A group of city comedy clubs and small theaters have sued Mayor de Blasio and Gov. Cuomo for coronavirus restrictions that have caused their venues to remain shut while other businesses have reopened in recent weeks.
In the Manhattan federal court suit, clubs including The SoHo Playhouse, Triad, The Players Theater and the New York Comedy Club, accuse the state and city of imposing lockdown restrictions arbitrarily.
“The state continues to govern impartially and arbitrarily by allowing malls, casinos, churches, movie theaters, restaurants, gyms … bowling alleys, ‘Saturday Night Live’, schools and colleges in the state to open, yet small venue theaters in Manhattan continue to be shut down,” the suit states.
The clubs argue the coronavirus infection rate in Manhattan has remained under 1 percent for months, but despite the flattened curve they’re unable to earn a living by operating their clubs because of the restrictions.

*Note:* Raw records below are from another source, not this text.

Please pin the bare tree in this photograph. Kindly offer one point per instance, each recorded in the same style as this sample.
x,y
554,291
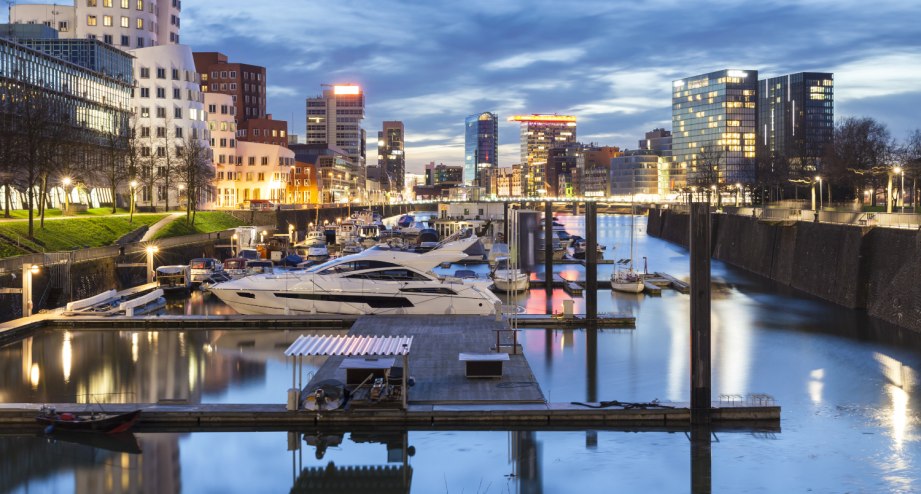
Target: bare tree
x,y
195,171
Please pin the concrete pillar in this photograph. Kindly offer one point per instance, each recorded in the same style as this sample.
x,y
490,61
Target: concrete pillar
x,y
700,313
548,252
591,261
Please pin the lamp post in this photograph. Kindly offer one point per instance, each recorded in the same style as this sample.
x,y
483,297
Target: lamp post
x,y
66,183
28,270
819,180
134,186
151,250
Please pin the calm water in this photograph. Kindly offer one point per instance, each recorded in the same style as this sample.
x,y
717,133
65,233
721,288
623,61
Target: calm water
x,y
848,387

“Whatever latitude for constitutionally questionable orders may have existed when the pandemic was new, there is no longer legal justification for prohibiting people from earning a living if they work in or own what a governor deems a non-essential business,” the suit states.
The clubs are seeking a judge to strike down executive orders barring them from holding shows and unspecified damages.
A spokesperson for the City Law Department referred The Post to New York State officials, who did not immediately respond.
In a statement to the New York Times, Cuomo spokesperson Rich Azzopardi said he’s lost track of “frivolous suits filed against us” for actions taken to stop the spread of coronavirus.
“We are moving heaven and earth to contain this virus and we know some people are unhappy, but New York continues to have one of the lowest infection rates in the nation, and better to be unhappy than sick or worse,” he said.